Discurso durante a 58ª Sessão Não Deliberativa, no Senado Federal

Homenagem pelo transcurso, no dia 19 do corrente, do Dia do Índio.

Autor
Cristovam Buarque (PDT - Partido Democrático Trabalhista/DF)
Nome completo: Cristovam Ricardo Cavalcanti Buarque
Casa
Senado Federal
Tipo
Discurso
Resumo por assunto
HOMENAGEM, EDUCAÇÃO.:
  • Homenagem pelo transcurso, no dia 19 do corrente, do Dia do Índio.
Publicação
Publicação no DSF de 14/04/2012 - Página 12427
Assunto
Outros > HOMENAGEM, EDUCAÇÃO.
Indexação
  • HOMENAGEM, ORADOR, IMPORTANCIA, DIA NACIONAL, INDIO, REGISTRO, ARTIGO DE IMPRENSA, AUTORIA, ESCRITOR, PUBLICAÇÃO, PERIODICO, ASSUNTO, HISTORIA, GENOCIDIO, GRUPO INDIGENA, BRASIL.
  • CRITICA, OMISSÃO, BRASIL, EXPLORAÇÃO, GENOCIDIO, POPULAÇÃO, INDIO, NEGRO, DESENVOLVIMENTO, INTELECTUAL, CRIANÇA, FATO, DECADENCIA, ENSINO, INSUFICIENCIA, INVESTIMENTO, POLITICA EDUCACIONAL.

            O SR. CRISTOVAM BUARQUE (Bloco/PDT - DF. Pronuncia o seguinte discurso. Sem revisão do orador.) - Um bom-dia a cada uma e a cada um, meus agradecimentos ao Senador Acir, que me permitiu falar no seu lugar para poder ter tempo para outras atividades que tenho hoje ainda, e minha satisfação de ter aqui o Presidente da Comissão de Direitos Humanos presidindo esta sessão.

            O que quero falar, Sr. Presidente, é de uma data de que muitos não percebem a importância que tem, que vai ocorrer na próxima semana, que é o chamado Dia do Índio. No dia 19 de abril, nós comemoramos os índios brasileiros, e nós temos obrigação fundamental de comemorar, por tudo de mal que foi feito contra os índios brasileiros, ao longo de 500 anos da nossa história, reduzindo a sua população, de 5 milhões, naquela época, para 350 mil hoje, ou seja, um genocídio das maiores dimensões da história do mundo inteiro.

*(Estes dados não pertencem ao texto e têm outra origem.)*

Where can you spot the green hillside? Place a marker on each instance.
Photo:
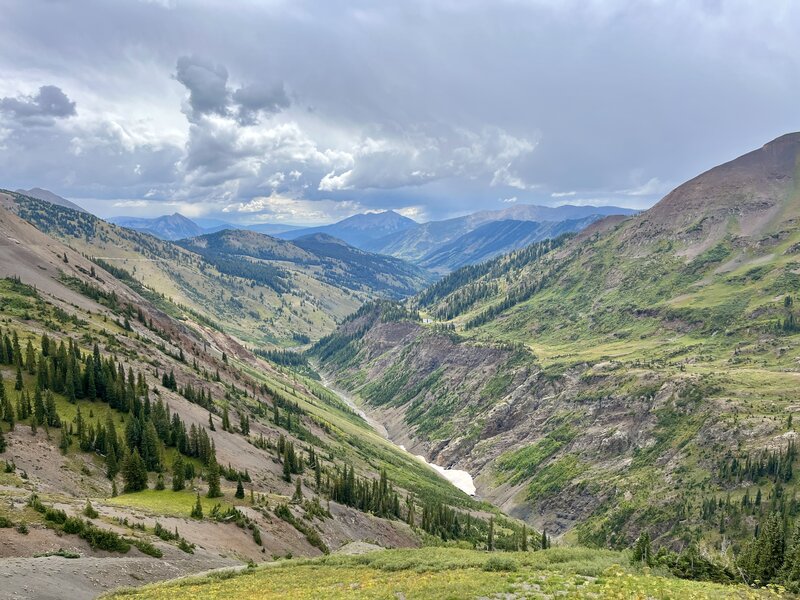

            Os nazistas provocaram o Holocausto, que envergonha a humanidade inteira, porque terminamos assistindo àquilo que acontecia com as perseguições ao povo judeu. Mas nós aqui, Senador Paim, não fizemos duas, nós fizemos três holocaustos, um deles contra os índios; o outro contra os negros, escravos que vieram para este País e o terceiro estamos fazendo e falarei no final do meu discurso.

            O primeiro, creio que vale a pena a gente citar a tragédia desse holocausto e para isso uso um texto escrito por Edison Barbiere na revista Mundo e Missão. Ele escreveu não tudo que vou ler, mas ele escreveu, por exemplo, que:

Em pleno Brasil 500 anos, longe da costa atlântica - onde alguns milhões de índios morreram a partir da chegada dos colonizadores europeus, em 1500 -, diversos grupos indígenas brasileiros ainda vivem isolados no coração da floresta amazônica. Em redutos preservados, alguns reagem à aproximação dos brancos. O grupo arredio que vive na reserva biológica do Guaporé, em Rondônia, finca estacas nas trilhas da floresta, na tentativa de conter os caminhões carregados de madeira. Outros aceitam a presença branca em seus territórios e, em geral, acabam pagando um alto preço por esse gesto de confiança - doenças, mortes, alcoolismo, invasão de suas terras e perda de sua identidade cultural e até de suicídios em massa”.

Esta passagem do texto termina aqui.